He was fascinated by the Welsh, whom he listed, along with walking and gardening, as one of his three recreations in Who’s Who, something that alarmed those few Welshmen he actually met. One of them, the political columnist Alan Watkins, who had been sturdily on the run from his race for most of his working life, said of him, ‘He’s mad, the man’s quite mad.’
The journalist Peter Simple, who wrote a column for almost 50 years in the Daily Telegraph and the centenary of whose birth is on 19 April, was almost as fascinated by the Tibetans, a people, he told me, who had forever solved the problems of political philosophy by reducing the subject to two propositions, ‘It is the custom’ or ‘It is not the custom’. That he managed to find himself loose, and employed, in the 20th century, which he survived by dying in 2006, is one of the mysteries of our time.

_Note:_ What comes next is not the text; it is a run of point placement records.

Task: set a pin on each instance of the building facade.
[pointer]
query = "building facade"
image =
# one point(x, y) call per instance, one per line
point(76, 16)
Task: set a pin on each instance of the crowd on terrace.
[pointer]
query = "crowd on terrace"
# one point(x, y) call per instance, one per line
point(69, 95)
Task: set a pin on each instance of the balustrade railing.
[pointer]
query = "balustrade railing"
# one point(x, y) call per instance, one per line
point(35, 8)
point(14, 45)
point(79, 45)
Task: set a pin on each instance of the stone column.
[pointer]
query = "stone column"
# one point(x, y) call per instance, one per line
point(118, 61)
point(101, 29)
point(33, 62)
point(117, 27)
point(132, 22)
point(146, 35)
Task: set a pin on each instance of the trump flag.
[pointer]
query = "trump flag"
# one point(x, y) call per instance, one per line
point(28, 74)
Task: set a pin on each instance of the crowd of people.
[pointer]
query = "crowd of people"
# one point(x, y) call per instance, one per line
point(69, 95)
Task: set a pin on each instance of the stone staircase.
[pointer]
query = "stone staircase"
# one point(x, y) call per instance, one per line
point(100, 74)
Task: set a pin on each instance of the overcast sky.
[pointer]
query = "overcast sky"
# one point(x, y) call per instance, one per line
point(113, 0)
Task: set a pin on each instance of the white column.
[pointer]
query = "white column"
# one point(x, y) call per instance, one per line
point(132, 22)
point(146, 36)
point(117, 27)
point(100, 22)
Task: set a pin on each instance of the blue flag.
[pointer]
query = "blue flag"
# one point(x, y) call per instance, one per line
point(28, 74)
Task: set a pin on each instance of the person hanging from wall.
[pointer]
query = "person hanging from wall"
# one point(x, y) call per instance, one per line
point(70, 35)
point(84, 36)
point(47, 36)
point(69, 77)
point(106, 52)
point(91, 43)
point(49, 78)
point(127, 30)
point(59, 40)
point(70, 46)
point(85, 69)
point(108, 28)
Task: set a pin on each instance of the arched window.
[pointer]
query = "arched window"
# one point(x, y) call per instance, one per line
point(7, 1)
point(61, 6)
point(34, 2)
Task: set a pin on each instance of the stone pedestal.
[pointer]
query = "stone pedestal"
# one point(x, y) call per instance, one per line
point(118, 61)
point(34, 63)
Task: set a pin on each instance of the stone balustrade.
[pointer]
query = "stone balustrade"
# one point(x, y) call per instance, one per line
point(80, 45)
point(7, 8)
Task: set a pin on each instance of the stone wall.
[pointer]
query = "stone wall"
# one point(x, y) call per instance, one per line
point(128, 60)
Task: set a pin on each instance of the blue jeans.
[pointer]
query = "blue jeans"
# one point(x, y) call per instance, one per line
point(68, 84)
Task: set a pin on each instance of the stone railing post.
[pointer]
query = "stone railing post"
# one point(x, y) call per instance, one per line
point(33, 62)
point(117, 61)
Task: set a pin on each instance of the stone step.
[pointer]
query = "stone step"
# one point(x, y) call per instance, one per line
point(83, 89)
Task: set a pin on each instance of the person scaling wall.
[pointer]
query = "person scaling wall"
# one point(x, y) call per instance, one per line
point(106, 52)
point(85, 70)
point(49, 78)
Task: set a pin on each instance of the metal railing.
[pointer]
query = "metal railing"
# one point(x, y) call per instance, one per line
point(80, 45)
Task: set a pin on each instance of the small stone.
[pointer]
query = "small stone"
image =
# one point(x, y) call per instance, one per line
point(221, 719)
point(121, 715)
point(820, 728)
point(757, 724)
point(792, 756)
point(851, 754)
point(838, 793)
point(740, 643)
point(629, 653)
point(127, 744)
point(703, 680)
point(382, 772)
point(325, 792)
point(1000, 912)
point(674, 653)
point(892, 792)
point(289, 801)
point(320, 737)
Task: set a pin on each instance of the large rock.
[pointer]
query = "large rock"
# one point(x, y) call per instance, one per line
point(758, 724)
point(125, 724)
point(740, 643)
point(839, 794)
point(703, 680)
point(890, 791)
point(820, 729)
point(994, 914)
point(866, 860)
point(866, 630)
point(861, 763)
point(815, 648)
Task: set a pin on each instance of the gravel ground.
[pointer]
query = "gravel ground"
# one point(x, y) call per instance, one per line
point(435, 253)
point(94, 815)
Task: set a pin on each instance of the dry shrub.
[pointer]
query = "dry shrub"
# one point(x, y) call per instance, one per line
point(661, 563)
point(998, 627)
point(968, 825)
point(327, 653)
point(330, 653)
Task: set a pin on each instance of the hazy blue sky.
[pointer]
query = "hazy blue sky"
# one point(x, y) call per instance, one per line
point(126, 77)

Kingsley Amis called him ‘The Master’ and kept his collected columns in his own holy of holies between books on drink and those on literary criticism. Anthony Howard thought him ‘one of the few original British eccentrics left to us’, and Frank Johnson, ‘the greatest living journalist’. It is just that all these are no longer with us, and who now remembers Peter Simple and the column in which fact mingled with fantasy, confusing even further those Telegraph readers who heroically tried to disentangle the two in the paper?
He provided them with glimpses of himself as his great car with outriders glided through the traffic, or paused to allow him to eat his seven meals a day every day, or answer telephones ‘embarrassingly inlaid with gold and lapis lazuli’.